Last fall, Kansas’ independent colleges and universities served a total of 23,263 students, a total decline of 5.6%. However, enrollment on their main campuses of the association’s schools was up over 2%. Slippage at satellite campuses was met by a 7% increase in out-of-state students.
At the same time, enrollment dropped 3.6% at the six public universities operated by the Kansas Board of Regents. The headcount dipped 11.7% at public community colleges and fell by 8.7% at public technical colleges in Kansas.
“That was driven by a lot of actually out-of-state students coming to Kansas private colleges,” Lindsey said. “I suspect that’s because we committed to being in-person and doing the best we could to be a community where we held each other accountable for the things that that kept us safe from COVID.”
Private schools in the association possess about 11% of the college student population in Kansas, but award one-fifth of bachelor’s degrees. These colleges and universities produced 40% of nursing bachelor’s degrees and 19% of the state’s new teachers.
Virtue of size, mission
Lindsey said a student choosing to attend Manhattan Christian College instead of Emporia State University, for example, might be drawn to a more personalized academic environment not possible at larger schools. He said the private Christian college’s president, Kevin Ingram, could walk around campus and refer to student after student by name. That’s not realistic for ESU president Allison Garrett or other executives at large universities.

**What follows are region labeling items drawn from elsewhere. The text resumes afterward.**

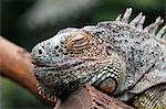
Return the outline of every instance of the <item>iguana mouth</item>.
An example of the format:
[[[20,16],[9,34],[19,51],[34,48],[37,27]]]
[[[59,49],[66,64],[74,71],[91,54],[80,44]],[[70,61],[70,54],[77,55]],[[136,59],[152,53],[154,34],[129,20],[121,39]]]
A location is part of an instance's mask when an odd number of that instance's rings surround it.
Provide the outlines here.
[[[40,62],[37,62],[35,59],[32,59],[32,64],[34,65],[34,68],[45,68],[45,69],[50,69],[50,70],[61,70],[61,69],[68,69],[70,67],[74,67],[87,62],[92,62],[92,61],[97,61],[94,57],[82,57],[82,58],[71,58],[69,61],[65,62],[61,62],[61,63],[53,63],[53,64],[42,64]]]

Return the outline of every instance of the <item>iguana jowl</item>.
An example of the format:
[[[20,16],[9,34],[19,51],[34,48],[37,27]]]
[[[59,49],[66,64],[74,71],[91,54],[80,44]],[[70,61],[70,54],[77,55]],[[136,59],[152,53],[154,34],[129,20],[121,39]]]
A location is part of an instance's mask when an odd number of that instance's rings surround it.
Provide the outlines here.
[[[166,107],[166,25],[158,17],[143,29],[145,15],[128,22],[132,8],[115,21],[68,28],[32,50],[39,92],[63,98],[90,84],[135,107]]]

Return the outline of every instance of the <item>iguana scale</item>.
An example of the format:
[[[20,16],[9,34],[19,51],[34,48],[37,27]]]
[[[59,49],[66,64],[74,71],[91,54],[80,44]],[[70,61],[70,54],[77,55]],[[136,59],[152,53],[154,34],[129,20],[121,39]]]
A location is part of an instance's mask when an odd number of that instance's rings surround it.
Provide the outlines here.
[[[32,50],[41,95],[63,99],[86,84],[137,108],[166,108],[166,25],[158,17],[143,28],[132,8],[115,21],[68,28]]]

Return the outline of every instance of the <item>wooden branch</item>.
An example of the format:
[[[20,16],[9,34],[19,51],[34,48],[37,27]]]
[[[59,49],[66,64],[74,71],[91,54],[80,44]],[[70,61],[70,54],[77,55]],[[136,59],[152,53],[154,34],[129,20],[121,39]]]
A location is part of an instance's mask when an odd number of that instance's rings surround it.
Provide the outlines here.
[[[33,66],[31,64],[30,53],[0,36],[0,75],[20,84],[41,101],[54,106],[56,102],[49,102],[38,95],[35,77],[32,70]],[[56,105],[56,108],[89,109],[96,107],[97,109],[103,109],[103,106],[106,109],[132,108],[113,97],[102,94],[92,86],[77,89],[61,105]]]
[[[42,102],[53,105],[38,95],[32,67],[30,53],[0,36],[0,75],[14,80]]]

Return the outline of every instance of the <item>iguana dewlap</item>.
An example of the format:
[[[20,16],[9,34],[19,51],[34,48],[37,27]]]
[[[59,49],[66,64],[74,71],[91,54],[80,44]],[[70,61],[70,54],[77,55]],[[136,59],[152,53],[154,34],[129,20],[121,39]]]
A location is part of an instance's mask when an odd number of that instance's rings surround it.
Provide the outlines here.
[[[166,107],[166,25],[143,28],[145,15],[128,21],[132,9],[115,21],[68,28],[32,50],[39,92],[64,98],[90,84],[135,107]]]

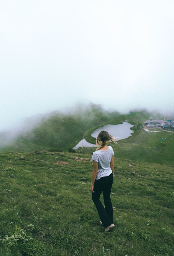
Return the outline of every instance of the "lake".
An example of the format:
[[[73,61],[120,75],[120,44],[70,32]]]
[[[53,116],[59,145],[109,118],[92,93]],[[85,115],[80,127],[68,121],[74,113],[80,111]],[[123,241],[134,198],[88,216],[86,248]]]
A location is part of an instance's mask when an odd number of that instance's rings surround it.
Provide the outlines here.
[[[126,139],[130,136],[131,136],[131,133],[133,132],[130,128],[133,127],[134,125],[128,123],[127,122],[123,122],[121,124],[106,124],[103,126],[100,126],[94,131],[91,134],[91,136],[94,138],[96,138],[101,131],[104,130],[108,132],[110,135],[115,137],[118,137],[119,139],[117,140]],[[83,139],[76,145],[73,148],[77,149],[79,147],[96,147],[95,144],[92,144],[86,141],[85,139]]]

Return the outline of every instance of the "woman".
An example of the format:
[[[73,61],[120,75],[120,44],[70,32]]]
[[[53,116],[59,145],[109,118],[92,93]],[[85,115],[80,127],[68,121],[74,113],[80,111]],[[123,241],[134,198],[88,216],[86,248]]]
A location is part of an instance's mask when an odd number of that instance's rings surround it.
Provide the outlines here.
[[[100,132],[96,140],[96,144],[99,147],[93,152],[92,157],[93,161],[90,187],[92,199],[100,218],[100,223],[105,228],[106,232],[114,226],[110,197],[114,170],[114,153],[112,147],[108,146],[107,144],[110,140],[116,143],[116,139],[107,132]],[[102,191],[105,209],[100,200]]]

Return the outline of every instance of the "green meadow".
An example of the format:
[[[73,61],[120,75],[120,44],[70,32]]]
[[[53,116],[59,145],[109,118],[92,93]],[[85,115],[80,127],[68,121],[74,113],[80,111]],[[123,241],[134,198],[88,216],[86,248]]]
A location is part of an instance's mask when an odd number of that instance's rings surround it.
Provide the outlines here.
[[[1,256],[174,255],[174,133],[139,129],[145,111],[92,109],[50,116],[1,148]],[[125,120],[134,132],[111,144],[115,227],[105,232],[90,190],[96,149],[72,148],[89,129]]]

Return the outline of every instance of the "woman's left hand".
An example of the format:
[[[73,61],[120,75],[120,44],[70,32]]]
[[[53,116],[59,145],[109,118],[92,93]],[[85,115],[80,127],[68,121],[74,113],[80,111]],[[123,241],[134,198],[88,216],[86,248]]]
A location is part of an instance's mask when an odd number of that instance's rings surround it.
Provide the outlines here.
[[[95,191],[94,191],[94,185],[92,185],[91,186],[90,188],[91,191],[92,191],[93,193],[95,193]]]

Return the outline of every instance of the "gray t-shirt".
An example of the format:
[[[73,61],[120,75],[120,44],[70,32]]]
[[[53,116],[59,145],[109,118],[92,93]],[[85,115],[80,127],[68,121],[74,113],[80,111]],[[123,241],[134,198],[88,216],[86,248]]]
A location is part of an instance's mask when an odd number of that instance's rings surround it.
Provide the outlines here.
[[[99,164],[96,179],[109,176],[112,173],[110,164],[114,154],[114,151],[111,146],[108,146],[106,150],[99,150],[93,152],[92,160]]]

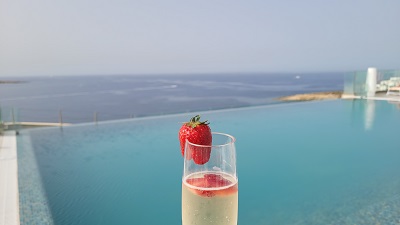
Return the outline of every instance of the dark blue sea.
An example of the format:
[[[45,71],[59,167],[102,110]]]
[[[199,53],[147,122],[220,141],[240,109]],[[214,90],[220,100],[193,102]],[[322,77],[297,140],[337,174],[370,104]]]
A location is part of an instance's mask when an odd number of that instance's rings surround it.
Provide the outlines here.
[[[0,77],[1,119],[84,123],[281,103],[343,90],[344,73]],[[13,116],[14,115],[14,116]]]

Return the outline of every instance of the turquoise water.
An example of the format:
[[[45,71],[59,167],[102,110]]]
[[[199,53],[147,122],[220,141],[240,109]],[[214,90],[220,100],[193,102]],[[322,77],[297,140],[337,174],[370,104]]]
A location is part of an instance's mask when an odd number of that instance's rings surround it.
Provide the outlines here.
[[[400,110],[336,100],[202,112],[237,138],[239,224],[397,224]],[[192,114],[18,137],[21,224],[181,224]]]

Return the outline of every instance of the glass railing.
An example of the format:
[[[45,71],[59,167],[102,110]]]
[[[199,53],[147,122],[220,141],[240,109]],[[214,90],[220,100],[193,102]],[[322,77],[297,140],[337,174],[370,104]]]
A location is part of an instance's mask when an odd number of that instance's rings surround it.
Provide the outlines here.
[[[366,96],[367,95],[367,70],[355,71],[345,75],[345,95]],[[388,88],[400,86],[400,70],[378,70],[376,77],[376,92],[387,92]]]

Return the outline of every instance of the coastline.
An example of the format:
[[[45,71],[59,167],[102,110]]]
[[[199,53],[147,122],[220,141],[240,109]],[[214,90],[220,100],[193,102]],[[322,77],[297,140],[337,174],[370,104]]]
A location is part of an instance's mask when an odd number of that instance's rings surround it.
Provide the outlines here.
[[[319,101],[319,100],[331,100],[342,98],[342,91],[325,91],[325,92],[314,92],[305,94],[295,94],[289,96],[283,96],[277,98],[278,101],[289,102],[289,101]]]
[[[0,80],[0,84],[19,84],[23,83],[23,81],[18,80]]]

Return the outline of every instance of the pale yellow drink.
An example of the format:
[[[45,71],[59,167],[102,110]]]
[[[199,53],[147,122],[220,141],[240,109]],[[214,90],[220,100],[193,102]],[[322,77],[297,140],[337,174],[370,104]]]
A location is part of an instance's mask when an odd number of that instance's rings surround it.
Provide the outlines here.
[[[207,181],[204,175],[214,176],[214,180]],[[237,225],[237,213],[236,178],[227,174],[197,173],[183,179],[183,225]]]

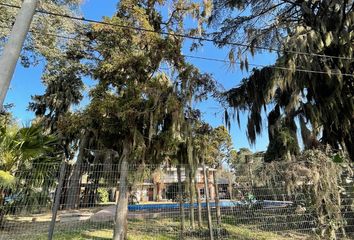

“Not just the name, but, you know, ‘Did you study for your math test? Great job in the volleyball game last night. How’s your grandmother?’ That’s a virtue of our size and mission. I don’t think it would be fair to ask president Garrett to be able to do that at Emporia State. The mission is different,” he said.
The net cost of a four-year bachelor’s degree at Kansas Independent College Association schools was $69,000, because few students were obligated to pay the stated price due to financial assistance, Lindsey said. A key distinction in the financial analysis was 84% of graduates of these 20 private schools finished in four years, he said. The four-year graduation rate at University of Kansas has been about 50%.
Lindsey said the college-debt problem was most acute among students who borrowed a pile of money to take an extra on or two years to graduate or didn’t complete a degree offering access to careers with higher earning potential. Instead of a marketable asset, he said, college turned into a liability for those who don’t finish on time or at all.
He said he was skeptical the state’s private schools would endorse a national policy offering free community college tuition across the nation.
“I’m not in favor of that approach. And I don’t think our private colleges would see that as favorable. A federal policy of saying this sector is what we’re going to support in broad strokes strikes us as problematic on a precedent basis,” he said.